Have you updated your “smart toaster” recently? To ensure you don’t get hacked or your toaster isn’t recruited for some malicious deed, this might be a good idea. Do it now! As Scott J. Shackelford of the University of Indiana argues in his book The Internet of Things: What everyone needs to know: “We are just at the beginning of governing AI with cybersecurity in mind, including in the Internet of Things context.” The What Everyone Needs to Know® series from Oxford University Press is an excellent resource for the general public written in plain accessible language by experts. What follows is an interview with Scott:
We used to just have things with computers inside them, but now we have computers with things attached. Can you explain why this matters?
SS: The Internet of Things (IoT) has, in many ways, become the Internet of Everything (IoE). It’s now getting to the point that we must try hard, and sometimes pay a premium, to find consumer devices that aren’t smart. This extends across a broad range of product classifications and sectors, including cars, which have become little more than sleek smartphones on wheels. This revolution is having a range of consequences, from making it harder to repair everyday devices if you don’t have a background in coding, to dramatically increasing the attack surface that adversaries can potentially take advantage of in future conflicts. No nation, or at this point individual, is an island in cyberspace, however much some wish they were.
The explosion in Internet-connected stuff has been driven by three forces in particular. First, costs are plummeting. Consider that in 2004, the average price of an IoT sensor was $1.30; by 2018, it had dropped to 44¢, and has continued to fall. Second, connection speeds are increasing, and 5G (soon enough 6G) availability means that more devices than ever before can be connected together in an ever smaller geographic footprint. Third, companies can now offer a wider range of IoT-related services than ever before, from navigation and on-demand product delivery to health and wellbeing services, further driving demand.
In the internet of things, what types of things should the public be most concerned about?
SS: For consumers, it’s been very tough – even for those who care about their privacy, and their family’s security – to know how to shop for products that will be good stewards of their data.

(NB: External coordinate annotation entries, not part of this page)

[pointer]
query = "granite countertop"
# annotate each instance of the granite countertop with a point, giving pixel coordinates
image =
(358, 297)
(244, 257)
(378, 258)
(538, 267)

From smart speakers and TVs to cars, there is often a black box when it comes to what information is being gathered, for what purpose, and who’s getting access to it. That is starting to change with the FCC’s new US Cyber Trustmark program, which will be rolling out and giving consumers information about the privacy and security features of products like we already do through Energy Star with energy efficiency.
The public should be concerned first about vulnerabilities in existing products. Most people occasionally are prompted, and agree, to update their computers, tablets, and phones – few know about the need to update their smart toaster, which depending on the model might not even be possible. And, of course, even updated software can still be hacked by using zero day exploits, or hitherto unknown backdoors into systems that can recruit your smart products to form a botnet and take down a variety of services. This lack of awareness is compounded by the challenges of identifying secure devices for themselves and their families.
With the rapid advancement of AI, how will this matter when it comes to the internet of things?
SS: AI is already impacting smart products, as seen in offerings like Humane’s AI pin that allows you to speak with a bot at the touch of a button. When it comes to security, these models can help defenders guard against exploits, but also will enable attackers to find new backdoors into IoT systems. Most likely, this will serve to supercharge the threat environment making it that much more important both to deal with our existing IoT technical debt in the form of millions of unsecured devices like smart lightbulbs, and not making it worse by putting into place stronger requirements for ‘reasonable’ cybersecurity.
We are just at the beginning of governing AI with cybersecurity in mind, including in the IoT context. There have been a raft of efforts including the EU’s new AI Act, extension of their Products Liability Directive to cover software, and the Digital Services Act. In the US, we have seen a recent Biden Administration Executive Order focusing on AI, along with action at the state and local levels, and a push toward international AI norm building, but so far there are relatively few defined guardrails. Some of the more active states in the US include California, which has an IoT law on the books requiring that Internet-connected devices have ‘reasonable’ cybersecurity – I wouldn’t be too surprised if it also took a leading role in regulating the use of AI in this context even absent federal efforts to secure software, including AI.